A brilhante ideia do sonhador Roberto Medina produziu, lá no fim da ainda não povoada Barra da Tijuca, um evento colossal que contava com os maiores nomes da música mundial.
A estrutura era primária: uma área de várzea com um palco gigantesco de andaimes e madeiras de obra, sistema de som e iluminação limitados e poucos efeitos.
Banheiros e “áreas de alimentação” distantes não davam conta das centenas de milhares de fãs.
Chovia quase diariamente e tudo virou uma grande pista de lama.
Mas tudo isso não importava diante dos shows de Queen, AC/DC, Iron Maiden, Rod Stewart, entre outros.
Passados 41 anos, após ter participado de alguns outros festivais, lá estava eu novamente, dessa vez com 35 anos de formado e vendo uma grande mudança de estrutura: telões gigantes, LED, efeitos visuais, som e produção espetaculares.
E veio a pergunta: enquanto os recursos ficaram extraordinariamente melhores, quem ocupa os palcos necessariamente melhorou na mesma proporção?
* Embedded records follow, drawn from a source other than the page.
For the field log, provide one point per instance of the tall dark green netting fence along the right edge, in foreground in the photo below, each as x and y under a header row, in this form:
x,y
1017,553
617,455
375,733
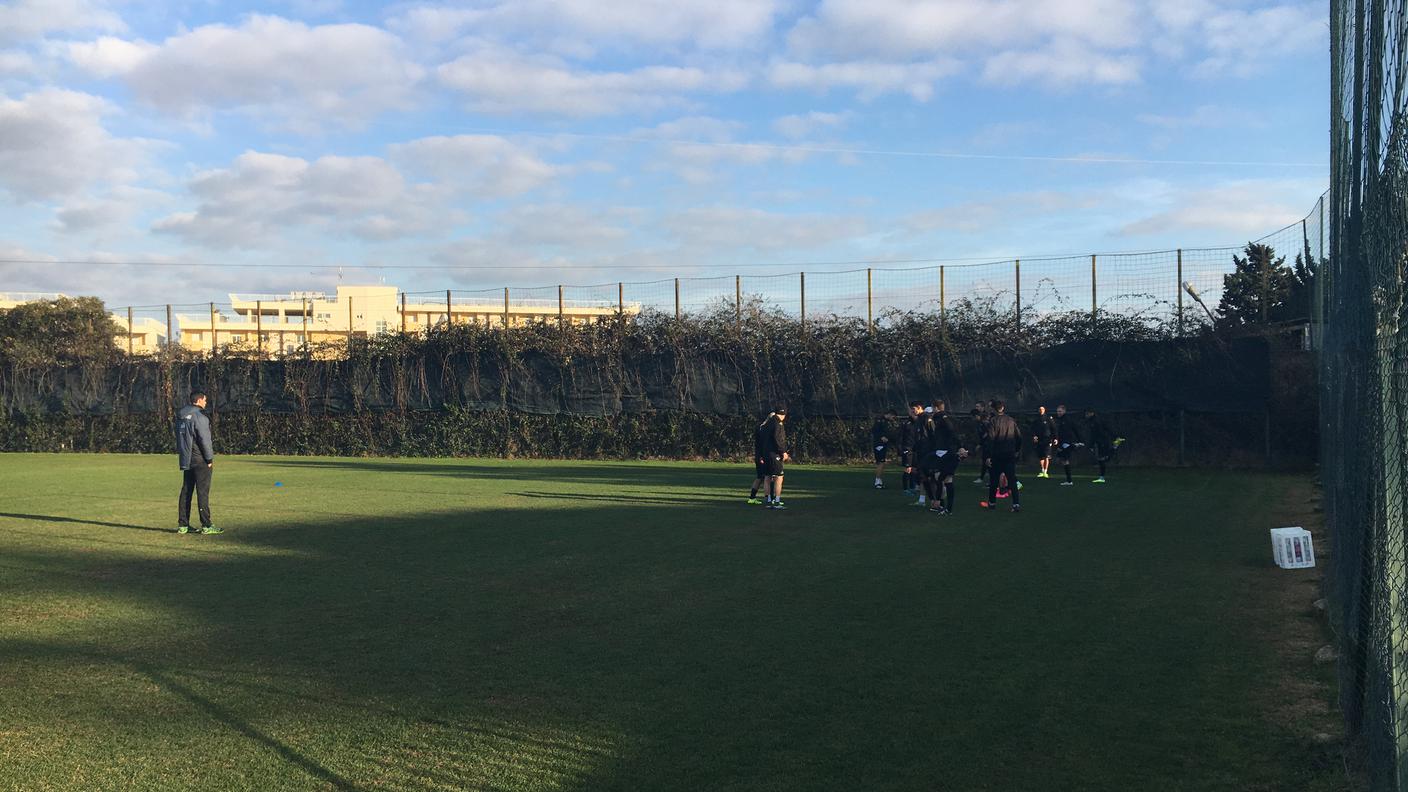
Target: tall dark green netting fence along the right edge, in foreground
x,y
1365,378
Continua após a publicidade A resposta é não.
Infelizmente, essa estrutura fantástica não transforma automaticamente quem está no palco em Freddie Mercury.
E isso me faz traçar um paralelo com a medicina , pois vivo nesses dois mundos há mais de 40 anos.
Em 1985, a medicina no Brasil era glamourosa.
O Rio de Janeiro assumia papeis icônicos com grandes nomes de fama internacional semelhantes à fama das maiores bandas de rock.
Por aqui tínhamos “king”, não o “Queen” da cirurgia plástica, o Dr.
Ivo Pitanguy; o Iron Maiden da neurocirurgia, Dr.